Por supuesto, por joder. Ahora, si tú escarbas dentro de eso vas a encontrar que dentro de ese joder está un me divierto si tú sales perdiendo. En las relaciones de negocios somos peores que los de “high business” de New York. Aquí por 50 pesos te pueden hacer mierda y no por los 50 pesos, sino porque te quitaron un poco de honor, es que te jodieron. Cuando alguien jode a una muchacha dice: “me la compuse”, cuando ella es la que cuenta el cuento dice “me jodieron”.

(Guayo ha pedido ya su segunda limonada)

En México hay una mayor tradición del humor en todos los sentidos

Claro, incluso de los albures.

Hasta lo analizan. Hacen foros de Tin Tan, de Cantinflas, de los albures…

En Tin Tan sí había sincretismo, porque él se va durante cuatro años a Los Ángeles; y recuerdas cómo se viste, cuando pasa se da cuenta de la cultura de allá y la trae.
Yo tengo una especie de temor, yo me puedo distanciar de guanaqueando y hablar por qué lo escribía en 1987, 88 y 89. Y era porque había descubierto un filón de las vivencias salvadoreñas que todavía no estaban descritas.
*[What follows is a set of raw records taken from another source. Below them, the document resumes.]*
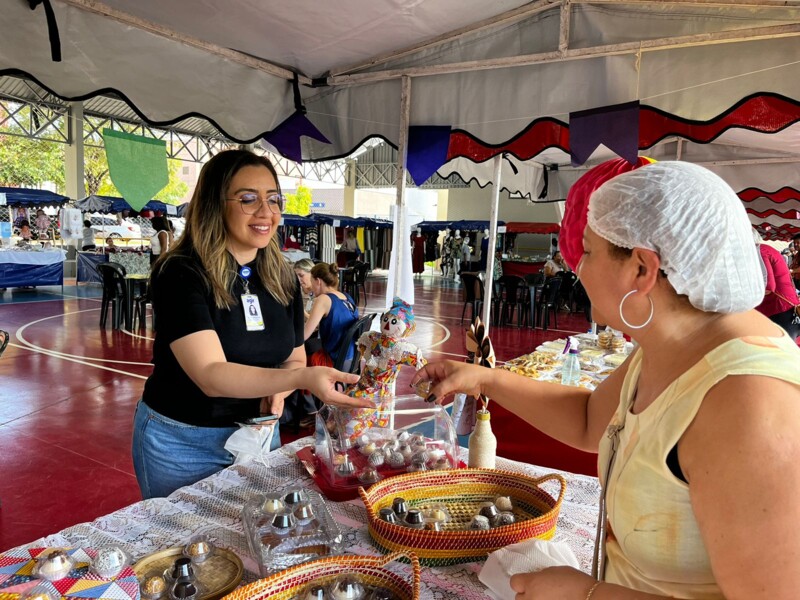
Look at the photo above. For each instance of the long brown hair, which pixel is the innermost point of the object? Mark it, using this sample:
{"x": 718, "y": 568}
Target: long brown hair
{"x": 206, "y": 237}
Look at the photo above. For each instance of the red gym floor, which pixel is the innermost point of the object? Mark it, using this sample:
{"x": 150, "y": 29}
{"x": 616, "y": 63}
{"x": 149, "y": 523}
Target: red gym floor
{"x": 68, "y": 390}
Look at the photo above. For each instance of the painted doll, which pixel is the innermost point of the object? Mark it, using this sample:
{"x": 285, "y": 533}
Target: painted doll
{"x": 384, "y": 352}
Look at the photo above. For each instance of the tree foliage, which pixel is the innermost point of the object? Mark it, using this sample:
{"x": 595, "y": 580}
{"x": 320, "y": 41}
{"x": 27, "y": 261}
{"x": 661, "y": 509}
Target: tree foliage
{"x": 25, "y": 162}
{"x": 299, "y": 203}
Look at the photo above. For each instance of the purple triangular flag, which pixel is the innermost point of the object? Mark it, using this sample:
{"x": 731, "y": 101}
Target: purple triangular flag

Allí caí en la cuenta que no era una cosa de Aniceto Porsisoca, no era la chucada, la broma mediatista con la carta sexual, era tratar de hacer una inmersión en lo que nos define como cultura a partir del humor.

¿Te parecen inferiores los humoristas como Aniceto Porsisoca?

¡Inferior jamás! Aniceto Porsisoca me parece que es un juego sobre si mismo. Aniceto era un campesino que ya para ese momento no existía, era una forma de decir voy a hacer un cómico de lo que la gente cree que yo soy.